Segundo Olímpio Moraes, a maioria das interrupções tardias ocorre antes das 25 semanas de gestação. “Só ultrapassam quando os médicos, que violam o Código de Ética Médica, obstruem esse direito”.
No país, apenas 200 dos mais de 5.500 municípios, ou 3,6%, oferecem serviços de aborto legal em suas redes de saúde. Na opinião dos profissionais de saúde, este é um dos motivos que levam à necessidade do aborto legal após 22 semanas.
“O fato de não haver atendimento nas cidades para essas meninas e mulheres faz com que esse período gestacional seja prolongado. O atraso também acontece por falta de informação dos profissionais de saúde que não orientam essa mulher ou menina e querem forçá-la para manter a gravidez”, diz Paro.

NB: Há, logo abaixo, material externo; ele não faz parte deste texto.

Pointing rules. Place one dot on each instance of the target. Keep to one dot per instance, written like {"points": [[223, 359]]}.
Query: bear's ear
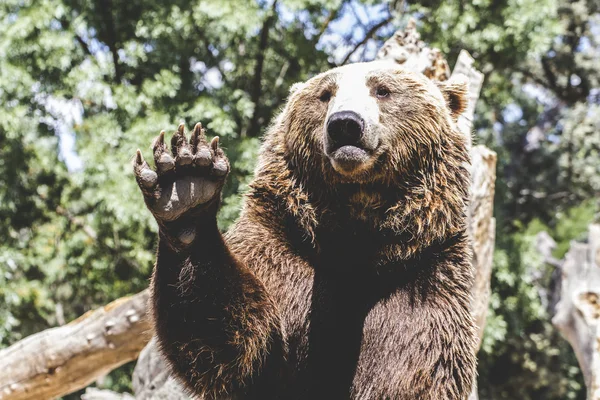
{"points": [[455, 93], [296, 86]]}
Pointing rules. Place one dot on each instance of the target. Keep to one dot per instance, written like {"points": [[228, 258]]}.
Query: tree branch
{"points": [[62, 360], [368, 36], [106, 10], [256, 93]]}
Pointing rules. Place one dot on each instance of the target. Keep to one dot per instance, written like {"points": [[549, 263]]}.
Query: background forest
{"points": [[83, 82]]}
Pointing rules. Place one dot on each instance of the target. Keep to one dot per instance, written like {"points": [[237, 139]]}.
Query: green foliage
{"points": [[111, 75]]}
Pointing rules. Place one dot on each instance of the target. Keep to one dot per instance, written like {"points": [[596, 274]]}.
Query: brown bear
{"points": [[347, 275]]}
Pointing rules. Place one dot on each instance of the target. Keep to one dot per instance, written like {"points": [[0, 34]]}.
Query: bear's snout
{"points": [[345, 128]]}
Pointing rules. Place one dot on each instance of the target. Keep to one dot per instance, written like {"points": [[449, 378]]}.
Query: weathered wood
{"points": [[406, 47], [577, 313], [61, 360]]}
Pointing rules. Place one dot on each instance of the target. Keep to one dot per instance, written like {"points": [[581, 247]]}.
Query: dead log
{"points": [[52, 363], [577, 312], [62, 360]]}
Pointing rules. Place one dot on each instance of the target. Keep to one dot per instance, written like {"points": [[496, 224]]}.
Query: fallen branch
{"points": [[62, 360]]}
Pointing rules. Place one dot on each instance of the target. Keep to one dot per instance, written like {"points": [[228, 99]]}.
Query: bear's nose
{"points": [[345, 128]]}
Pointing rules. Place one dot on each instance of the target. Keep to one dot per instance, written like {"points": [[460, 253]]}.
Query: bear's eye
{"points": [[382, 92], [325, 96]]}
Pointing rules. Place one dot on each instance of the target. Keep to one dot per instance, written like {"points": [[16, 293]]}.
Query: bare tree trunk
{"points": [[577, 312], [61, 360]]}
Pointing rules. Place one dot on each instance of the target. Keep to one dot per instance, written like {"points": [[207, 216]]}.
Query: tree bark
{"points": [[61, 360], [577, 312]]}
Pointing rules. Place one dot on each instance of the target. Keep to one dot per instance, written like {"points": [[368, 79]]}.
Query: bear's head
{"points": [[382, 139]]}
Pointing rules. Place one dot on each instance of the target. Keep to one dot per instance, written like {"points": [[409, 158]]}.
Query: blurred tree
{"points": [[83, 82]]}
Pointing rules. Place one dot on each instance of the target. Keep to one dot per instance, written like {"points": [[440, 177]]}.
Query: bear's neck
{"points": [[403, 217]]}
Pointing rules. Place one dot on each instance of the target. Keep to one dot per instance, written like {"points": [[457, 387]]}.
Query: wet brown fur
{"points": [[331, 286]]}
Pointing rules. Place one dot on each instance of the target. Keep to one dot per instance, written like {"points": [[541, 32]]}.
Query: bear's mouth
{"points": [[349, 158]]}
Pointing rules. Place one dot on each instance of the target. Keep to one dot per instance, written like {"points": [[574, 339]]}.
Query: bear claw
{"points": [[181, 181]]}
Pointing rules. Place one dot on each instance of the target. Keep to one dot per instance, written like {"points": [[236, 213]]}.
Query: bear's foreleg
{"points": [[214, 321]]}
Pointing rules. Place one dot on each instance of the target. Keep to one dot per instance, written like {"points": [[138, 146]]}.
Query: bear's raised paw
{"points": [[187, 179]]}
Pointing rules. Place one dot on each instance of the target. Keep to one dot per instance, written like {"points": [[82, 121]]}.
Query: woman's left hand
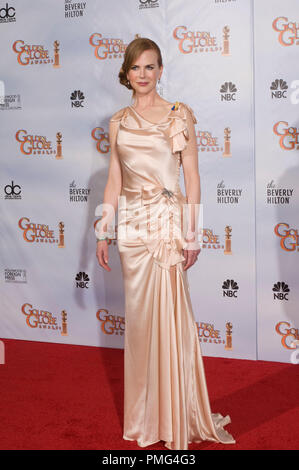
{"points": [[190, 257]]}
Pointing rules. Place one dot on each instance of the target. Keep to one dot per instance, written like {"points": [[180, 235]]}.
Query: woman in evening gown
{"points": [[165, 390]]}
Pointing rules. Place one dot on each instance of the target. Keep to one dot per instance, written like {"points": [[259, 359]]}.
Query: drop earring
{"points": [[159, 88]]}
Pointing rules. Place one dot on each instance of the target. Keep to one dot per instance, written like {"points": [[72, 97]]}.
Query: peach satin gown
{"points": [[165, 391]]}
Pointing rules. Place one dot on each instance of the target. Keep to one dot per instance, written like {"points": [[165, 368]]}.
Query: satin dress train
{"points": [[165, 390]]}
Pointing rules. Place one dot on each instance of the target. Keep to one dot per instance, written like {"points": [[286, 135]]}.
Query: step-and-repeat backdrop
{"points": [[236, 64]]}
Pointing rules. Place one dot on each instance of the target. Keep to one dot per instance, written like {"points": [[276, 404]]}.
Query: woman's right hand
{"points": [[102, 254]]}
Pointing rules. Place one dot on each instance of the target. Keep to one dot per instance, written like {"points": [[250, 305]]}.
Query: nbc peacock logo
{"points": [[230, 288], [280, 291]]}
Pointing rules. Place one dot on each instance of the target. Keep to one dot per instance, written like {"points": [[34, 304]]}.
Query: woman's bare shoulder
{"points": [[188, 109], [118, 114]]}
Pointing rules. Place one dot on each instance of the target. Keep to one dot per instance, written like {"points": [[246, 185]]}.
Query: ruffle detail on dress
{"points": [[118, 115], [178, 131], [166, 252]]}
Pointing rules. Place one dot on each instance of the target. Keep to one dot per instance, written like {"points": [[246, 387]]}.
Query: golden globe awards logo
{"points": [[32, 54], [201, 41], [41, 233], [288, 237], [43, 319], [102, 139], [208, 142], [211, 241], [207, 333], [288, 31], [107, 48], [288, 135], [39, 145], [111, 324]]}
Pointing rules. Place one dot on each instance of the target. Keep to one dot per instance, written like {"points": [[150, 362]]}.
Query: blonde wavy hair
{"points": [[133, 51]]}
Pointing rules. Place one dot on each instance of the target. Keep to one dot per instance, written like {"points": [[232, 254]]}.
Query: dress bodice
{"points": [[150, 153]]}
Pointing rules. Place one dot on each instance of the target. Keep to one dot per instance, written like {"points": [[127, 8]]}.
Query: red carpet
{"points": [[57, 396]]}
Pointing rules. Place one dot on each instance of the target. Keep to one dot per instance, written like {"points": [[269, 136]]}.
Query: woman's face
{"points": [[145, 72]]}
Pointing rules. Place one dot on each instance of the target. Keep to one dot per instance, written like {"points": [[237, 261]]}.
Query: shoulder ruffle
{"points": [[179, 128], [118, 115]]}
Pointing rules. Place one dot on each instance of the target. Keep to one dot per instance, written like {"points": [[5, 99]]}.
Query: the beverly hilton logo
{"points": [[43, 319], [102, 139], [35, 54], [39, 145], [288, 135], [201, 41], [289, 334], [289, 239], [288, 31], [41, 233], [111, 324]]}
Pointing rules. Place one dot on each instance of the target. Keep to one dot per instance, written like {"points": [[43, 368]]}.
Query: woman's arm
{"points": [[192, 180], [114, 180]]}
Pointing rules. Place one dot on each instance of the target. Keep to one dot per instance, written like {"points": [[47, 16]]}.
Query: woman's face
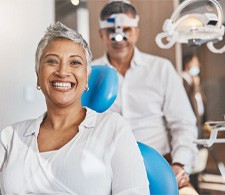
{"points": [[62, 74]]}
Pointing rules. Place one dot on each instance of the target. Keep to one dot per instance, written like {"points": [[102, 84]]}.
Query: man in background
{"points": [[151, 96]]}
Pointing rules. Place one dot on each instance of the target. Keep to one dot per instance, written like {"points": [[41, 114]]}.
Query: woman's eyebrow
{"points": [[72, 56]]}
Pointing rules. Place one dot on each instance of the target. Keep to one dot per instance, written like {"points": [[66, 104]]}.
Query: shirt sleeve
{"points": [[180, 119], [3, 148], [129, 174]]}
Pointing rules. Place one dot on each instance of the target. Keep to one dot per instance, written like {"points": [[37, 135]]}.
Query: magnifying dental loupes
{"points": [[117, 22]]}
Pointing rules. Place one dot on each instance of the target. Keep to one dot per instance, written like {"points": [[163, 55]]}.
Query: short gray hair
{"points": [[56, 31]]}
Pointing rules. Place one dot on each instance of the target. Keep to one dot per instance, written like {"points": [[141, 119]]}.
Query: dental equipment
{"points": [[193, 29]]}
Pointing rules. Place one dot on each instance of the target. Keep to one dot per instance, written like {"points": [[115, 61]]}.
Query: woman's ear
{"points": [[88, 70], [100, 33]]}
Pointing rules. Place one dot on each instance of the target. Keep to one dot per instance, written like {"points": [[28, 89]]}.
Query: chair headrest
{"points": [[103, 87]]}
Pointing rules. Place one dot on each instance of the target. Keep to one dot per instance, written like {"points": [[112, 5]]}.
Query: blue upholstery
{"points": [[103, 87], [160, 175]]}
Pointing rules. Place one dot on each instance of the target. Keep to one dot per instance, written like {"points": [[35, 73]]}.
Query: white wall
{"points": [[22, 24]]}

O médico afirma que existem vários motivos documentados na literatura médica que sustentam a necessidade do aborto após as 22 semanas, incluindo a dificuldade da criança em reconhecer a gravidez. “Ela está sendo estuprada em casa, geralmente a família só reconhece a gravidez quando há aumento do volume abdominal, o que acontece após 20 semanas”.

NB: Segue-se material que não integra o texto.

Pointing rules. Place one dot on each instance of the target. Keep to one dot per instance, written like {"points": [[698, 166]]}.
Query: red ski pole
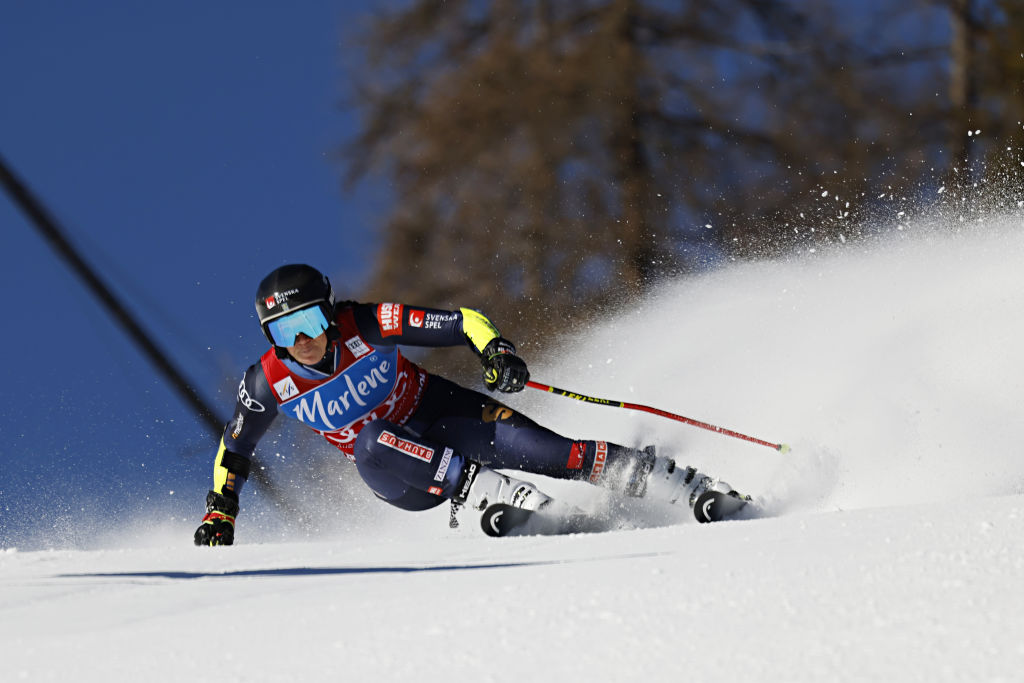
{"points": [[781, 447]]}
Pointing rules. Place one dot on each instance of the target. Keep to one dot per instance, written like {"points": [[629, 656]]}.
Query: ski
{"points": [[713, 506], [501, 519]]}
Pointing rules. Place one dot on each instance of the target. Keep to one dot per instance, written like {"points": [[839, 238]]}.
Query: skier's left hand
{"points": [[503, 370]]}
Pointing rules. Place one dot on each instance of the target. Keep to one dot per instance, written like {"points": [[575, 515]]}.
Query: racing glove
{"points": [[218, 524], [503, 370]]}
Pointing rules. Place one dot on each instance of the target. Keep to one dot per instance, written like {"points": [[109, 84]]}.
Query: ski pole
{"points": [[781, 447]]}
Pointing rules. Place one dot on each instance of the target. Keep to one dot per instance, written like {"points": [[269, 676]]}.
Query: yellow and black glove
{"points": [[503, 370], [218, 524]]}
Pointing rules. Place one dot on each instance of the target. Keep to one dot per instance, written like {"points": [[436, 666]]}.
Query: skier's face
{"points": [[308, 350]]}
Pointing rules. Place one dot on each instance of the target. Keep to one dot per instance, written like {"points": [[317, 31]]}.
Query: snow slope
{"points": [[891, 548]]}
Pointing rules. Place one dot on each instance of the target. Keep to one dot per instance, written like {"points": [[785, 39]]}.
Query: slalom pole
{"points": [[781, 447]]}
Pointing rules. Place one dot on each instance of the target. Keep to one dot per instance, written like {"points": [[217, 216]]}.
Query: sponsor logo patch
{"points": [[438, 321], [389, 316], [577, 453], [600, 457], [356, 346], [239, 423], [403, 445], [248, 400], [442, 468], [286, 388], [278, 297]]}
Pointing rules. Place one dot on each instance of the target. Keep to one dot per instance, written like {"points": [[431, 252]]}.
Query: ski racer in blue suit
{"points": [[417, 439]]}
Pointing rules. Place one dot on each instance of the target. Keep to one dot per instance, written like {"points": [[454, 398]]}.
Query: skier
{"points": [[417, 438]]}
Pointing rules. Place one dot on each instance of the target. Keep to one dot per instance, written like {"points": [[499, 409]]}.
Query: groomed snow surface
{"points": [[891, 546]]}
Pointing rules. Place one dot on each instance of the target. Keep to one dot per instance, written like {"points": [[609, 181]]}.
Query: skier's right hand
{"points": [[503, 370], [218, 524]]}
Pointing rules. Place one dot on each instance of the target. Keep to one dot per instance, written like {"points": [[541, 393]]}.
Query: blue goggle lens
{"points": [[309, 322]]}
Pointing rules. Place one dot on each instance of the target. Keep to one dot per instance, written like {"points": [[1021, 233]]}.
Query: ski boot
{"points": [[507, 504], [659, 478], [480, 486]]}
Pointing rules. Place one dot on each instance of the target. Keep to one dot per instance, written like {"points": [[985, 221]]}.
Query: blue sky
{"points": [[187, 148]]}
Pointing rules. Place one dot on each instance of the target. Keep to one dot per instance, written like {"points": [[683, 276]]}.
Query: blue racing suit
{"points": [[409, 432]]}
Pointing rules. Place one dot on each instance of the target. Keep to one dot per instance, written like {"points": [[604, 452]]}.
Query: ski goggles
{"points": [[309, 322]]}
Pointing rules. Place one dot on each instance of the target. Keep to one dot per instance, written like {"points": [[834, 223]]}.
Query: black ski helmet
{"points": [[290, 288]]}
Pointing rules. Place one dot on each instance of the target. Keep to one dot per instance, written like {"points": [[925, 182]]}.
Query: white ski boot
{"points": [[481, 486]]}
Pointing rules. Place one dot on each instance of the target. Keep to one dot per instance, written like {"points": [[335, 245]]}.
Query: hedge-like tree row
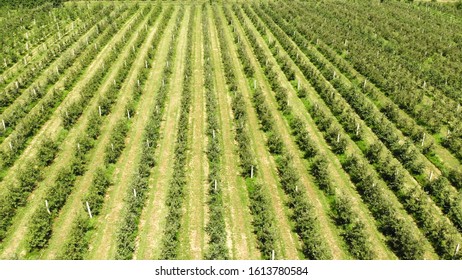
{"points": [[405, 229], [306, 224], [127, 232], [23, 31], [405, 152], [36, 118], [27, 179], [381, 68], [216, 228], [357, 244], [40, 228], [33, 94], [443, 246], [263, 219], [55, 54], [175, 196], [77, 244]]}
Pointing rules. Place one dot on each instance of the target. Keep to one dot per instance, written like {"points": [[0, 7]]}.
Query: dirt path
{"points": [[290, 244], [152, 219], [241, 240], [103, 245], [192, 232], [63, 224], [15, 243]]}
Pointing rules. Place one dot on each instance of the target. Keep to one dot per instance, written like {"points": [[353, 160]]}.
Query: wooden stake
{"points": [[48, 208], [89, 210]]}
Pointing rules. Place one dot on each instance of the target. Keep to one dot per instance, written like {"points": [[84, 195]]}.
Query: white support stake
{"points": [[48, 208], [89, 210]]}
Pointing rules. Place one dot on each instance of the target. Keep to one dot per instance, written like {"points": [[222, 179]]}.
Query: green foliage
{"points": [[40, 228], [77, 244]]}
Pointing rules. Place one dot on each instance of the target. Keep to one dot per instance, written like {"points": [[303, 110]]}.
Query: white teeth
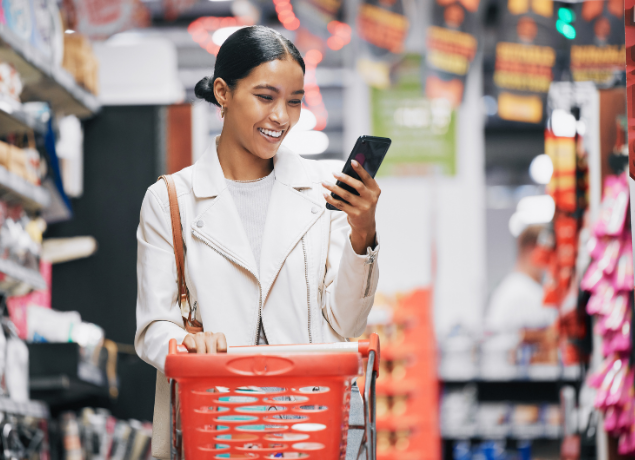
{"points": [[271, 133]]}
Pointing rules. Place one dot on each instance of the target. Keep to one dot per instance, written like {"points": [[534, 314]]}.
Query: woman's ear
{"points": [[221, 91]]}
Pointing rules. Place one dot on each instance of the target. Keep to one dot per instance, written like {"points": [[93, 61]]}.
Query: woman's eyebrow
{"points": [[276, 90]]}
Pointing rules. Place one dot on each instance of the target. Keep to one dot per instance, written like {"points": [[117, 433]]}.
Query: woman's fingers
{"points": [[368, 181], [205, 342], [339, 204], [352, 182], [190, 343], [342, 193], [221, 343], [200, 343]]}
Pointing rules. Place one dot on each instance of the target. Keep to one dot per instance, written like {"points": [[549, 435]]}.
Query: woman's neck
{"points": [[240, 164]]}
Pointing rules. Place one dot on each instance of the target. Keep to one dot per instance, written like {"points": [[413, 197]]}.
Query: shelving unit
{"points": [[15, 120], [20, 273], [14, 188], [34, 409], [44, 81], [54, 377], [516, 390]]}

A psicóloga Daniela Pedroso, que trabalhou por 26 anos no serviço de aborto legal do Pérola Byington (atual Hospital da Mulher, do governo de São Paulo), diz que, no caso de crianças de até 14 anos, não há conhecimento seu próprio corpo.
“É até difícil entender que o que você sofreu, geralmente de um conhecido ou familiar, foi violência sexual e que resultou em gravidez”.
Uma pesquisa mostrou que, entre 2015 e 2020, mais de 9 mil meninas estupradas engravidaram no Brasil, mas apenas 362 obtiveram o direito ao aborto.
Pedroso conta que, no caso de crianças estupradas de dez anos, ele costumava usar caixas de brinquedos nas sessões de terapia com essas meninas. “Eles têm rostos infantis, corpos infantis e agem de acordo com a idade”.
No caso das mulheres adultas vítimas de violação, explica a psicóloga, a gravidez é sentida como uma segunda forma de violência e, por isso, por vezes também demora a ser reconhecida.
“Existe um mecanismo de defesa que é tentar esquecer o que aconteceu, eles se fecham e não contam para ninguém. Também não procuram ajuda porque não sabem que têm direito”.